Uno de los capítulos más vergonzosos que podrán escribirse cuando se haga la historia de la sublevación militar en agonía, será el correspondiente a la gestión de los gobernadores. No de todos, claro; pero sí de muchos, cuya conducta será menester juzgar con extremada dureza el día de mañana. Una de las grandes desdichas de la República, desde que advino y sin interrupción, han sido los gobernadores, divorciados en su mayoría del espíritu popular y, por añadidura, incapaces de suplir con tacto lo que les faltaba de temperamento. Durante el primer bienio padecimos ya, bien crudamente, las consecuencias de la ineptitud, cuando no la deslealtad, de los gobernadores civiles. A esa circunstancia debe atribuirse en gran parte el fracaso de la política del bienio. Cabía, sin embargo, consolarse del pasado si el presente nos hubiera ofrecido mejores perspectivas. No ha sido así. Cuando se examinen en detalle los antecedentes de la tremenda convulsión que está sufriendo España, y se determinen las responsabilidades que de ellos se derivan, se verá hasta qué punto una porción abrumadora de esas responsabilidades se vincula en la actuación incalificable de muchos gobernadores que parecían colocados en sus puestos, no para servir, sino para ayudar a morir a la República. Saldrá a flote más de una complicidad directa con los sublevados y se pondrán de manifiesto, sobre todo, muchas complicidades indirectas nacidas de una pasividad inexplicable y de una total insensibilidad para estimar los peligros gravísimos que se cernían sobre el régimen.

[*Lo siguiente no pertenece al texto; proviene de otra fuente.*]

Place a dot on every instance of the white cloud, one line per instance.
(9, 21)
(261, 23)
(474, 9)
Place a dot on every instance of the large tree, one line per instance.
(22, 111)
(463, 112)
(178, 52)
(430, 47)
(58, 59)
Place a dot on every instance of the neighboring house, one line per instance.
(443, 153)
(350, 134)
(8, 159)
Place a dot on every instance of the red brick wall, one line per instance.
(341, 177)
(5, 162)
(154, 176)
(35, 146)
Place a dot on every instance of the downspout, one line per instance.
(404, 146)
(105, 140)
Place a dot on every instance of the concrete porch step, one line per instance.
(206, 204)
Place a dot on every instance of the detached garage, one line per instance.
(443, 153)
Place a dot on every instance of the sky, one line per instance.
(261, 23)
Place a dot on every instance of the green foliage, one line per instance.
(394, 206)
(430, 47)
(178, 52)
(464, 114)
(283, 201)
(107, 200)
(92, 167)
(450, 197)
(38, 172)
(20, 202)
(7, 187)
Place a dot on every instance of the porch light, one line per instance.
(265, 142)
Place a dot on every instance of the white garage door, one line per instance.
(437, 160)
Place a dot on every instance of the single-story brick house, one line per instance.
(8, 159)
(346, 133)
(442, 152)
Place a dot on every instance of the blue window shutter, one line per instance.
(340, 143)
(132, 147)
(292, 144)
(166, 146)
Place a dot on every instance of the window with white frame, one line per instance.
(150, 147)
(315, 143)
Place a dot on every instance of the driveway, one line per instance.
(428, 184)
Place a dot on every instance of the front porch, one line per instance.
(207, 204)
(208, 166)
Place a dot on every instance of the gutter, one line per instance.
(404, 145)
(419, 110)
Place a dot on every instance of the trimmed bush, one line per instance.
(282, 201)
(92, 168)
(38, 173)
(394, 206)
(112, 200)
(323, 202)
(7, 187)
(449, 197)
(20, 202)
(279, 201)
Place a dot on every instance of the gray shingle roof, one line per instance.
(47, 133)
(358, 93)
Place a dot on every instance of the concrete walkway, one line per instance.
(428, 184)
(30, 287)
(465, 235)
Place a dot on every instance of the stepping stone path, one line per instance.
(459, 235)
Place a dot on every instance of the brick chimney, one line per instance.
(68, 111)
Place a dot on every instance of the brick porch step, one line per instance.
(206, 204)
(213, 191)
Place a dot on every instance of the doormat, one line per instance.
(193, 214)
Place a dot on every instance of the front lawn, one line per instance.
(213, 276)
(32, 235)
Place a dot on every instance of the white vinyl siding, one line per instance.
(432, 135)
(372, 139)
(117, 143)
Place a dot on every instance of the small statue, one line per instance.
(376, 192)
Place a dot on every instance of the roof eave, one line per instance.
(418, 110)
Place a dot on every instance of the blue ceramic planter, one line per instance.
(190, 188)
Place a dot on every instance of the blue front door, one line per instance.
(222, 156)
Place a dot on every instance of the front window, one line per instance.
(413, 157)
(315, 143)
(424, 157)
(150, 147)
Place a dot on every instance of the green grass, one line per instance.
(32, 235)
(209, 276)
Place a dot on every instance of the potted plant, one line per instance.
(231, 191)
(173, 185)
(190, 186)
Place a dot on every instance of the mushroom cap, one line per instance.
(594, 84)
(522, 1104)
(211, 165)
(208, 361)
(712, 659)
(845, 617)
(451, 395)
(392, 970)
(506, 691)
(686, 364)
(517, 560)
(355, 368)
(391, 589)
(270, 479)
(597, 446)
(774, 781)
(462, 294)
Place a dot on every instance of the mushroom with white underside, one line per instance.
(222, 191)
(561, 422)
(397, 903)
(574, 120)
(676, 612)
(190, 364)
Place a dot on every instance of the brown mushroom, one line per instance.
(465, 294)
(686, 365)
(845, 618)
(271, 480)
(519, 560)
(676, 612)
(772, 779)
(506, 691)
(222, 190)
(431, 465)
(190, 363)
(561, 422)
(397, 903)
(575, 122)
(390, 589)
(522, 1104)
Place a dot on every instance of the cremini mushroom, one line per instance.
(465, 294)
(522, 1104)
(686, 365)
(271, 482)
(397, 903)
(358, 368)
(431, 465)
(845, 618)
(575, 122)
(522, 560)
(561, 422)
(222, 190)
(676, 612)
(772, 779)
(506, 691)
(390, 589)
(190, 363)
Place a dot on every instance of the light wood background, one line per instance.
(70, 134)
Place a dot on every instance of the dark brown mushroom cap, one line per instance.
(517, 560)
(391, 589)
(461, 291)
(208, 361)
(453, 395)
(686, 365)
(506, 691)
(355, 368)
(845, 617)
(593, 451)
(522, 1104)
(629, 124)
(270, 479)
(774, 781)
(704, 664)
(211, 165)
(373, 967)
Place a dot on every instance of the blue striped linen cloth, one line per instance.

Gobernadores hubo que desdeñaron burlonamente toda suerte de advertencias que los Partidos y hombres del Frente popular se creyeron obligados a hacerles. «¡Bah, cuentos de miedo!», solían responder, como tantos otros inconscientes que se reían de nuestras alarmas o las echaban a mala parte. Alguno de esos gobernadores ni siquiera se creyó en el caso de poner atención en cierta confidencia, rigurosamente auténtica — los hechos lo han probado después —, según la cual acababa de celebrarse una reunión de militares en la que cierto jefe, sin embozos de ninguna índole, había solicitado de las clases de la guarnición que se sumaran a la sublevación ya inminente. Ese mismo gobernador esperó pacientemente, como si viviera en el mejor de los mundos, a que la sublevación se le viniera encima, sin tomar ninguna medida preventiva, sin poner a recaudo, como pudo hacerlo, una partida crecidísima de fusiles almacenados, sin dar órdenes a la Guardia Civil y de Asalto. Las negligencias y apocamientos de ese gobernador han sido causa principal de que en la provincia regentada por él se esté tiñendo una de las luchas más duras de la sublevación.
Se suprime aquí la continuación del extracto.